Deep Reinforcement Learning Transformers in StarCraft II

Final Presentation
Top images represent the actual game. Bottom images represent a simplified version of the actual game to allow faster training.

Checkpoint 2 link

Final Writeup link

Video Presentation link

Presentation link

Introduction

StarCraft II is a real-time strategy video game where two players fight against each other to win the game by destroying each other’s infrastructure. StarCraft II can be seen as a game that requires higher level strategic planning (often called macromangement or “macro” for short) and lower level planning and controls (often called micromanagement or “micro” for short). With DeepMind’s Python component of the StarCraft II Learning Environment (SC2LE), individual “micro”-level tasks that one can expect to see in a full match of StarCraft II are available as separate simulations to test the capabilities of artificial intelligence agents.

Both of us have been avid players of the game in the past and have a very deep understanding of the game. This naturally led us to question how deep learning and reinforcement learning can be applied to the game and evaluate the performance of our models, given our knowledge of the game.
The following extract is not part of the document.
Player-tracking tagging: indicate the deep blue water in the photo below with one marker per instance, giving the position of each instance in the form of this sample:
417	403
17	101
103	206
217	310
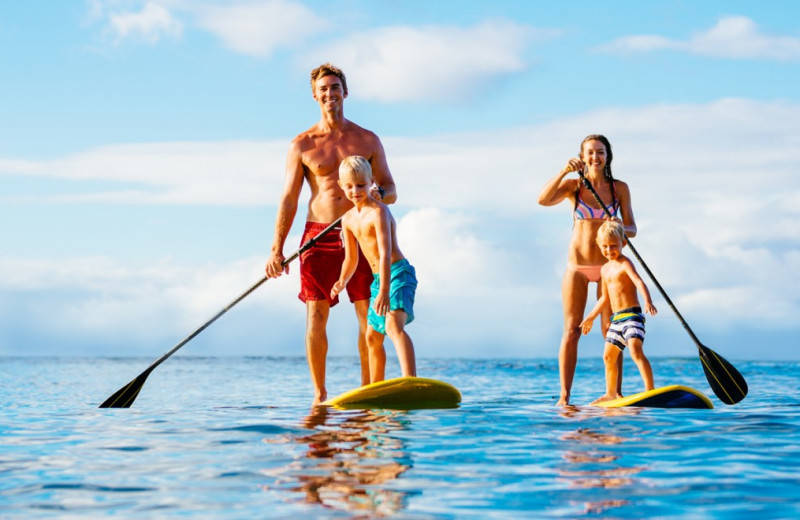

The SC2LE’s simulations model the tasks we want to solve as a Markov decision process which leads us to solve these tasks with reinforcement learning. We will combine our knowledge of deep learning from this course and our background in reinforcement learning to create deep reinforcement learning models to solve the tasks.

Related Work

The most complex and well-known work in StarCraft II AI is the AlphaStar from DeepMind (which is rumored to be still playing on the game servers against unfortunate human players that were matched with AlphaStar). While AlphaStar plays full matches of StarCraft II instead of simulation tasks and is beyond the scope of this project, we will discuss major components that DeepMind used to build AlphaStar that can guide us towards creating our own model. AlphaStar’s model is a multi-agent reinforcement learning algorithm that utilizes both transformers and LSTM to deal with the large action space of the game and long-term sequence modelling. A full match of the game requires deciding between a large range of actions which includes actions such as choosing buildings to construct, army units to build, where to move existing army units, and so on. Unfortunately, DeepMind does not release implementation details.

DeepMind AlphaStar

The most popular implementations of SC2LE are Reaver and another from Autonomous Systems Labs. These two implementations are based off of research by DeepMind and Blizzard which used FCCN and FCCN + LSTM. Main contributions of both Reaver and ASL are the implementations of A2C and PPO with FCCN (Fully Convolutional Neural Network) because the original paper does not release implementation details. Another main contribution from Reaver is the optimized training framework for those with access to no more than one computer. Reaver can speed up training from a single machine up to 1.5 times. FCCN is believed to be used to maintain the spatial information all the way up until the output, which is the action of the agent. Because the two most popular implementations use FCCN, we can take away with the knowledge that the importance of spatial information from each frame of the game must be regarded highly within the community.

Reaver ASL SC2LE Research

Data

The data will be collected by running simulations of the game, and each data point will be an image frame. However, the image frame won’t be exactly the same as the simulation itself. SC2LE has an option to output a simplified version of the image frame.

Methodology

While our tasks will not require such a large range of actions as AlphaStar, we wish to utilize transformers and RNNs to test their respective performance. The SC2LE research and the community has worked with CNNs and FCNNs, but the use of transformers or RNNs (basic RNN, GRU, and LSTM) has not been done within the community of SC2LE.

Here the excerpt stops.